Infection prevention and control (IPC), do not resuscitate orders, care home visits and closed culture were highlighted by Anna-Maria as key CQC focus areas during an updates webinar yesterday.
Between April 2020 and April 2021, Anna-Maria said the CQC had conducted 1,730 IPC inspections and 4,600 risk based inspections where there was risk to safety, including COVID-19 outbreaks.
More than half of risk-based inspections (54%) were triggered by information of concern from members of the public, including safeguarding and whistleblowing issues, that could lead to a breach of Regulation 12 regarding safe care and treatment.
The associate solicitor advised providers to regularly test residents, staff and visitors; use PPE effectively; implement safe admissions policies and practices; safe staff training and policies in IPC; and robust risk assessments.

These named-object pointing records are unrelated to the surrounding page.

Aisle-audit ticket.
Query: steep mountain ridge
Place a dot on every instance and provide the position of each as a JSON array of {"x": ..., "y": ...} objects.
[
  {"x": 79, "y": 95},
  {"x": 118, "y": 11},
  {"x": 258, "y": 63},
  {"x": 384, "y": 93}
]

Citing a CQC report in March, Anna-Maria highlighted the possible penalties for failing to comply with DNACPR guidance.
“It is important to remember that any death as a result of a failure to act is just as unlawful as deaths caused by deliberate action and they may be categorised as neglectful or even criminal,” Anna-Maria highlighted.
She noted the importance of ensuring that DNACPR decisions were completed with “full knowledge of all relevant information and that service users consent remains valid at the time when the decision is to be made”.
The associate solicitor advised providers to ensure that staff have been suitably trained; there is clear communication with the individuals involved and their families; robust record keeping is in place; and there is proper governance oversight of DNACPR decisions.
On care home visits, Anna-Maria said the CQC was focused on ensuring no blanket bans were in place.
She also highlighted draft legislation on mandatory individual risk assessments that had been prepared by Joint Committee on Human Rights as well as the new mandatory question by the CQC on whether a service is facilitating visits in accordance with current guidance.
The associate solicitor recommended providers have individual risk assessments in place.
On closed cultures, which are defined as increasing the risk of harm, including abuse and human rights breaches, Anna-Maria said the CQC was currently working with the DHSC on strengthening its regulation of providers use of seclusion, segregation and restraint using notifications.
The associate solicitor the CQC would focus on increased observation going forward.